Coffee Makes You Bad At Gambling

For anyone who has spent any amount of in an ultra-cold, windowless casino, breathing in pumped in recycled air, you know that the house wants you awake enough to keep putting money on the table. For me, an ex-full-time-ish poker deviant (and now just an occasional deviant dabbler), my go-to was always coffee; alcohol was for suckers looking to have a good time throwing money away. But I wasn’t there for fun, I was there to win, so I needed my wits about me. At least six cups of free casino coffee should do the trick, no?

But according to Extra Crispy, a study shows consuming caffeine will actually make you worse at gambling.

Published in the journal Addictive Behaviors, the study is a joint effort between researchers at Cambridge and the University of Chicago. The researchers followed 60 “problem gamblers” and tracked their caffeine consumption during their gambling sessions and found that those consuming caffeine “exhibited a five percent greater likelihood of placing a bad bet.”

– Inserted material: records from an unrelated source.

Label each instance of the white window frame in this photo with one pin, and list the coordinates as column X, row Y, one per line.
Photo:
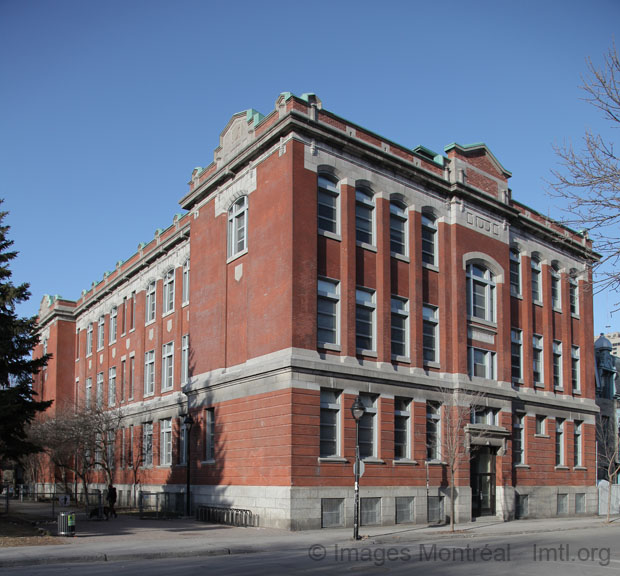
column 185, row 360
column 536, row 280
column 328, row 291
column 364, row 214
column 429, row 236
column 167, row 367
column 365, row 303
column 185, row 287
column 328, row 188
column 430, row 319
column 538, row 357
column 515, row 272
column 100, row 333
column 330, row 400
column 238, row 227
column 149, row 373
column 168, row 292
column 113, row 325
column 575, row 369
column 165, row 442
column 485, row 280
column 399, row 315
column 112, row 386
column 516, row 342
column 558, row 383
column 398, row 227
column 151, row 302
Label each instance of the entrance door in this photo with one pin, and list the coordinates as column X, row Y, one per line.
column 483, row 482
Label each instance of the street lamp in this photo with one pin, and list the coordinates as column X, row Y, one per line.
column 188, row 422
column 357, row 410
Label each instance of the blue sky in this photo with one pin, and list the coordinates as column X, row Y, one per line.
column 106, row 106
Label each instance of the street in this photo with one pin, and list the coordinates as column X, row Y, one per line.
column 590, row 551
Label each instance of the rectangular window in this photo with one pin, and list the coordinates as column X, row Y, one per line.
column 557, row 365
column 328, row 308
column 123, row 379
column 167, row 367
column 577, row 445
column 99, row 389
column 132, row 374
column 147, row 444
column 398, row 229
column 404, row 509
column 515, row 273
column 400, row 330
column 330, row 423
column 429, row 240
column 402, row 428
column 481, row 363
column 89, row 389
column 365, row 309
column 536, row 284
column 433, row 431
column 186, row 282
column 185, row 360
column 537, row 358
column 556, row 292
column 327, row 205
column 165, row 442
column 518, row 442
column 113, row 324
column 364, row 217
column 89, row 339
column 112, row 386
column 182, row 460
column 430, row 333
column 370, row 511
column 368, row 427
column 168, row 304
column 210, row 433
column 151, row 303
column 559, row 442
column 575, row 369
column 149, row 373
column 516, row 354
column 573, row 289
column 101, row 332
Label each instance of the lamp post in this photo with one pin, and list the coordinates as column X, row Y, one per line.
column 188, row 422
column 357, row 410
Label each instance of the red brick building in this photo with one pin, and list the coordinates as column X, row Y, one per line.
column 328, row 262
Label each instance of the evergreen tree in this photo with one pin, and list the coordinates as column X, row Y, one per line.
column 18, row 337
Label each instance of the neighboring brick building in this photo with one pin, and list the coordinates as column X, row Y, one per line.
column 327, row 262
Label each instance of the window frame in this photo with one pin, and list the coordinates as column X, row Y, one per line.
column 238, row 227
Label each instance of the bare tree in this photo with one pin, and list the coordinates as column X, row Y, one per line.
column 607, row 441
column 589, row 179
column 457, row 408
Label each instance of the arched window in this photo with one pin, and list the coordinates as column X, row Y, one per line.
column 429, row 239
column 364, row 216
column 237, row 227
column 480, row 293
column 398, row 228
column 327, row 198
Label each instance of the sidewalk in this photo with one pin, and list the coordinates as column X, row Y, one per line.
column 130, row 538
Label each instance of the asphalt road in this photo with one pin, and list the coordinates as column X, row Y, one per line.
column 592, row 552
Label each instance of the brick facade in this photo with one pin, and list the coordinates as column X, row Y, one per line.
column 257, row 365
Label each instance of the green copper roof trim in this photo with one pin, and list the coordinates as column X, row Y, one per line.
column 473, row 147
column 431, row 154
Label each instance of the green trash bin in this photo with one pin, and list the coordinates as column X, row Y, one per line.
column 66, row 524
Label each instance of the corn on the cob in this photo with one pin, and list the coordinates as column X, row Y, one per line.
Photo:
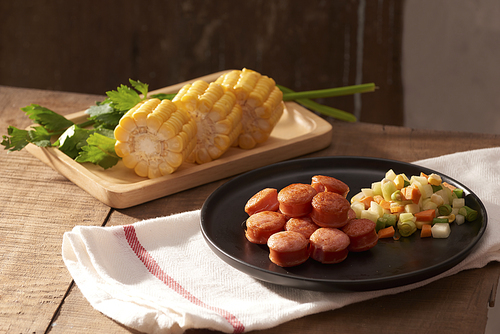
column 217, row 115
column 261, row 101
column 155, row 137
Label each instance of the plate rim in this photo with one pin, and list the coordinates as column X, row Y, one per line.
column 327, row 284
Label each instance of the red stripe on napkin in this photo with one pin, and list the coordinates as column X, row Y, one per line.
column 156, row 270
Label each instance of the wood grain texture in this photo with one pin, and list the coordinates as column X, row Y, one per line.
column 38, row 206
column 94, row 46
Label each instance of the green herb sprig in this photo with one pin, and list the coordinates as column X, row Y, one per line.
column 91, row 141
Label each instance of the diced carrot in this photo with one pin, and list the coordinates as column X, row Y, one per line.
column 449, row 186
column 387, row 232
column 425, row 232
column 386, row 205
column 378, row 198
column 411, row 193
column 366, row 201
column 397, row 208
column 426, row 215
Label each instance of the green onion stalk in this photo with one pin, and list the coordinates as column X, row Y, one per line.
column 304, row 98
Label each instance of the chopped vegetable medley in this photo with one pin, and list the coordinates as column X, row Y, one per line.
column 400, row 206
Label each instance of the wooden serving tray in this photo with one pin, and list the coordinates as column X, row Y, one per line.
column 298, row 132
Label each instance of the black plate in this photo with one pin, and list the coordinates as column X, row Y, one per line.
column 389, row 264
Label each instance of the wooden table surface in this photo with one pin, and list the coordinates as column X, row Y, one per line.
column 37, row 294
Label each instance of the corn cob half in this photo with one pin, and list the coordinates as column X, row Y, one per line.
column 217, row 116
column 155, row 137
column 261, row 101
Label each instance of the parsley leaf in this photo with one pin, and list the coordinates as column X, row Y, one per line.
column 105, row 116
column 100, row 150
column 124, row 98
column 139, row 86
column 72, row 140
column 46, row 117
column 20, row 138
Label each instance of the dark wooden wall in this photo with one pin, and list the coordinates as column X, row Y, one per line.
column 94, row 46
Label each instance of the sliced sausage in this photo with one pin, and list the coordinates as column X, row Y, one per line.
column 260, row 226
column 330, row 209
column 329, row 245
column 327, row 183
column 288, row 248
column 362, row 234
column 295, row 199
column 264, row 200
column 304, row 225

This dip in play may be caused by two things. From the article:

While we think of coffee and other energy-providing beverages as the opposite of brain-fogging alcohol, caffeine does in fact impact decision-making centers in the brain. There’s also possibly a bit of a weird placebo effect: if we think a cup of coffee sharpens the mind, it’s easier to be convinced that the betting strategies you’re considering is the right one.

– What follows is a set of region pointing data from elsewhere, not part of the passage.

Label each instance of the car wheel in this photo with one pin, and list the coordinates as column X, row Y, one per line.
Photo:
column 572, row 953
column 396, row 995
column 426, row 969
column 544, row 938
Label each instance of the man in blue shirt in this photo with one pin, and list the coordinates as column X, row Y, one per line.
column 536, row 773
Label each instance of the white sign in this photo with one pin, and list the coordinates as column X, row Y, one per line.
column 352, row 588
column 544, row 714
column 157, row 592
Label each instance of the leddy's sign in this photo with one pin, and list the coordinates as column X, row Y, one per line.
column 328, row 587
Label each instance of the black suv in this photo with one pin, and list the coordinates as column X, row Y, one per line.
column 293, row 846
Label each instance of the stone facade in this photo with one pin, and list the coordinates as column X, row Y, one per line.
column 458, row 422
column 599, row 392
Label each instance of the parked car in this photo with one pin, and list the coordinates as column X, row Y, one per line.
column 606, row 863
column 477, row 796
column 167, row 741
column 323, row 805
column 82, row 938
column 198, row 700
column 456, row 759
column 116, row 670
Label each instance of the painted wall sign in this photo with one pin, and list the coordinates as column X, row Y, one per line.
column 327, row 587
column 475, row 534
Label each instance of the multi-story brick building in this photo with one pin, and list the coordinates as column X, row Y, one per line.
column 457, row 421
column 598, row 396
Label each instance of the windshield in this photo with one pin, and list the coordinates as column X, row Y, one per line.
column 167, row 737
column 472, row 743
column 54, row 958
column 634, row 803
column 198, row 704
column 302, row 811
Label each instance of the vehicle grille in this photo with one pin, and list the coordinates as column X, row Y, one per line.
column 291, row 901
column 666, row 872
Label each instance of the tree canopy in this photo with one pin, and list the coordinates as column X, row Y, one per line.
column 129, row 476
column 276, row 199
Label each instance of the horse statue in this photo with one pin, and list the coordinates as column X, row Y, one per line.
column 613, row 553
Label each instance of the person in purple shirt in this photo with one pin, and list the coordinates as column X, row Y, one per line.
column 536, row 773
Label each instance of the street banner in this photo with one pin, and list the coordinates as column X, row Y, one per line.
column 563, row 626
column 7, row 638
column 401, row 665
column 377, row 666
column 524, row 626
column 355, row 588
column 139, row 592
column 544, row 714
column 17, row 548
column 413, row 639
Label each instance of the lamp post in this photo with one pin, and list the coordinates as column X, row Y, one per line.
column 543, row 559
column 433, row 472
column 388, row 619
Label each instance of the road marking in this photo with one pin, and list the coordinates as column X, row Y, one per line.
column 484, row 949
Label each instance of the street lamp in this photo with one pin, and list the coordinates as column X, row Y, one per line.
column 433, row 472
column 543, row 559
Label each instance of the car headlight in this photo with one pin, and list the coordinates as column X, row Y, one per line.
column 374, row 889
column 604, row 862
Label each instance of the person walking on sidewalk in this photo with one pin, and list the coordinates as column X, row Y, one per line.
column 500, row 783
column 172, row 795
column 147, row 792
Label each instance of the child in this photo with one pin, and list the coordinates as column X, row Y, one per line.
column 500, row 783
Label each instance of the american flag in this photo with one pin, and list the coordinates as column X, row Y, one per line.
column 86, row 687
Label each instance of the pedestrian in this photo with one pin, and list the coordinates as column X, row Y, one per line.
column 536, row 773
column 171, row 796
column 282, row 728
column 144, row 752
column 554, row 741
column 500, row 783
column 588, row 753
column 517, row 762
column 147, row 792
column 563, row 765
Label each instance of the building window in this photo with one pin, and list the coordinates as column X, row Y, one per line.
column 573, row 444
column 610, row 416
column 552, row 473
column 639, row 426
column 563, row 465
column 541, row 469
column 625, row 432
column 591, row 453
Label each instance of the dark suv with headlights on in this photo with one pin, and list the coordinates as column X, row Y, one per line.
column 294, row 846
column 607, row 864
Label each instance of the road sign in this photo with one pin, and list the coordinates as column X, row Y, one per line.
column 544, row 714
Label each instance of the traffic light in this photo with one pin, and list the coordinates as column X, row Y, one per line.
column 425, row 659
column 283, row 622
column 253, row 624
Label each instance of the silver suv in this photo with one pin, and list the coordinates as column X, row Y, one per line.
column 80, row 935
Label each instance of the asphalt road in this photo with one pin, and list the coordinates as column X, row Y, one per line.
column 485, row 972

While a five percent dip seems nominal, gambling and poker are all about the numbers and knowing the odds. With even a one percent advantage, over a long enough period of time the house will bleed you dry. So drink coffee sparingly. When it’s 2:15am and half the table are sitting on some big stacks and are trying to bribe the server into one last round of shots, a coffee may not be a bad idea. But remember, jacked on caffeine or not, “but they were suited” is always a bad rationalization for talking yourself into a hand.